3. A method as claimed in claim 2, wherein the acid is a solid, such as isocyanuric acid or a salt thereof.

4. A method as claimed in claim 2, wherein the acid is an organic carboxylic acid or a salt thereof.

5. A method as claimed in claim 4, wherein the organic carboxylic acid is citric acid, preferably as an aqueous solution.

6. A method as claimed in any one of the preceding claims, wherein the chlorine dioxide is provided as an aqueous treatment solution comprising between 50 and 1000 ppm of available chlorine dioxide, advantageously in the region of 250 ppm.

7. A method as claimed in any one of the preceding claims, wherein the chlorine dioxide solution is prepared by mixing pre-measured quantities of a first precursor solution comprising chlorite ions and a second precursor solution comprising an acid.

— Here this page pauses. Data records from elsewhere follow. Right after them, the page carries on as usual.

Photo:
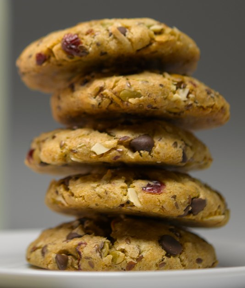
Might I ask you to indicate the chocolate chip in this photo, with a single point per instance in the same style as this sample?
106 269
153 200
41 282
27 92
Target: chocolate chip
61 261
184 157
102 53
142 143
72 45
209 92
170 245
72 87
43 164
175 144
154 187
130 265
84 82
41 58
116 157
29 155
139 258
186 211
66 181
44 250
128 241
122 29
124 138
176 232
91 264
199 260
197 205
73 235
162 264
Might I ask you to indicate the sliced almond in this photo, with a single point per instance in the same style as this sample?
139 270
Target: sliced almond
133 197
99 149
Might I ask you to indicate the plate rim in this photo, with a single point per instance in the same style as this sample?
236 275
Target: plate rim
31 233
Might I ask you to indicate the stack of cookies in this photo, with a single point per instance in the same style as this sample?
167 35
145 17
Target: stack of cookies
126 147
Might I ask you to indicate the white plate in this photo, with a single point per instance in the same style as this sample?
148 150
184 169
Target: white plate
15 272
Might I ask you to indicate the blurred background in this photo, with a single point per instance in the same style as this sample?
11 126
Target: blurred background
216 26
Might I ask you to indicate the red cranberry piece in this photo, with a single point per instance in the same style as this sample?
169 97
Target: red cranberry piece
72 45
41 58
154 187
29 155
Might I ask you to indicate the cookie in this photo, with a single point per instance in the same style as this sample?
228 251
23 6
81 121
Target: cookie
143 192
114 143
49 63
184 100
120 244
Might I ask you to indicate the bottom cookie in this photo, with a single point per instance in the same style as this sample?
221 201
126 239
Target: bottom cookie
119 244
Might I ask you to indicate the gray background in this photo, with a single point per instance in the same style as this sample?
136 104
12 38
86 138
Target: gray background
217 27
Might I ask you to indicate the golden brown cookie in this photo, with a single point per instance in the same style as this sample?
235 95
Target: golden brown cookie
184 100
124 142
143 192
50 62
121 244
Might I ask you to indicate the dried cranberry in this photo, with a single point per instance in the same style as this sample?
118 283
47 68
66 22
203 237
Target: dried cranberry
72 45
29 155
41 58
154 187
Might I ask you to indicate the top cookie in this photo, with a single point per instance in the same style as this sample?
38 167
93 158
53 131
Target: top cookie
49 63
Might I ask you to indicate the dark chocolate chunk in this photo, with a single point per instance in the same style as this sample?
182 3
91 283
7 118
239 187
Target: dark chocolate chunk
122 29
142 143
73 235
186 211
72 45
154 187
176 232
199 260
175 144
29 155
61 261
130 265
184 157
72 87
197 205
41 58
170 245
44 250
124 138
91 264
162 264
43 164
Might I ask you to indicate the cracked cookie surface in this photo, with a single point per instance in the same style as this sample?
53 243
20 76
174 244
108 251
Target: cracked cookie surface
49 63
124 142
184 100
119 244
143 192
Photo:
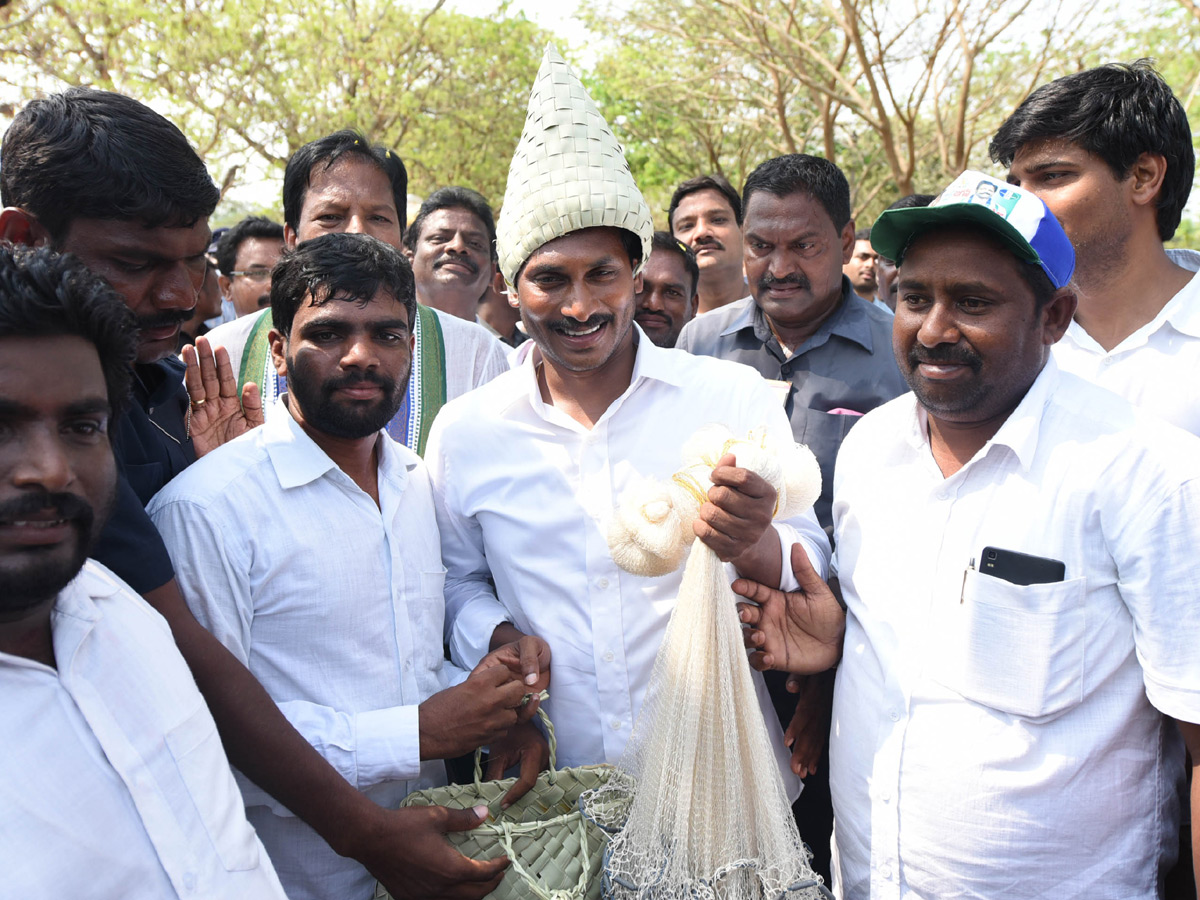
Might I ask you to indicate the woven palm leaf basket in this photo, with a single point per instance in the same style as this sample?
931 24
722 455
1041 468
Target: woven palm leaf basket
555 850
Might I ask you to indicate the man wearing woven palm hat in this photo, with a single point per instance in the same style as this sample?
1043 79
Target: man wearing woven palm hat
592 407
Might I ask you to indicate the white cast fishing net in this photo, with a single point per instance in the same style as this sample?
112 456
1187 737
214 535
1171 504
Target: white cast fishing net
697 796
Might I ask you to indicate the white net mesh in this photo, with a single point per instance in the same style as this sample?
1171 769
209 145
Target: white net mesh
699 799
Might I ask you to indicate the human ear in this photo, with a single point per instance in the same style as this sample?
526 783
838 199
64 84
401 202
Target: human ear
1056 315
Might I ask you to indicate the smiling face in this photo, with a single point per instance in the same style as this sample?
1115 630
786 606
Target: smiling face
352 196
576 295
347 364
157 271
705 221
793 258
453 262
967 335
57 471
667 299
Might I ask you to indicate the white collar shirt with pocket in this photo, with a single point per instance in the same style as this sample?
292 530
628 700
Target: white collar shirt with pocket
525 493
991 739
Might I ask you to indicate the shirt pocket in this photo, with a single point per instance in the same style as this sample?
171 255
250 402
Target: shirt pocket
429 618
1017 648
204 769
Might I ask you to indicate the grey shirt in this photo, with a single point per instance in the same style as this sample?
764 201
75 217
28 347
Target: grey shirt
846 364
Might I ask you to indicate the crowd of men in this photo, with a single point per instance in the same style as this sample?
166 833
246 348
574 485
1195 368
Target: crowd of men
291 517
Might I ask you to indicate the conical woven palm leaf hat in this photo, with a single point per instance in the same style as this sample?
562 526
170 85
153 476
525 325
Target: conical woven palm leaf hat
568 173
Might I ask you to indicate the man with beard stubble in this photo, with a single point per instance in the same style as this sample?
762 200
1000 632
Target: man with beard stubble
118 786
342 627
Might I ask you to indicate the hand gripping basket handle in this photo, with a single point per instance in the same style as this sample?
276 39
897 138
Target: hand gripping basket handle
505 831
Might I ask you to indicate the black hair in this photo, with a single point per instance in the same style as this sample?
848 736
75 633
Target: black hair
49 294
340 267
913 201
801 173
454 198
330 149
89 154
670 244
1115 112
706 183
232 240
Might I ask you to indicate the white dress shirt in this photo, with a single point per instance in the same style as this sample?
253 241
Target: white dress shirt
334 604
994 741
523 495
115 785
1158 366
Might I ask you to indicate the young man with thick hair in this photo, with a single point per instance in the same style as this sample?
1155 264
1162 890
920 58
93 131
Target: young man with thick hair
144 229
304 607
1109 150
119 787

8. A method as claimed in claim 7, wherein said precursor solutions are each provided in a respective container as a pre-measured quantity of a solution of a reagent at a predetermined concentration, and wherein a pair of two such containers is conjoined as a double sachet, with a first sachet containing the solution comprising chlorite ions and a second sachet containing the acid solution.

9. A method as claimed in any one of claims 2 to 8, wherein, after a predetermined time interval, an initially produced chlorine dioxide solution is diluted with water to form a treatment solution having a predetermined chlorine dioxide concentration.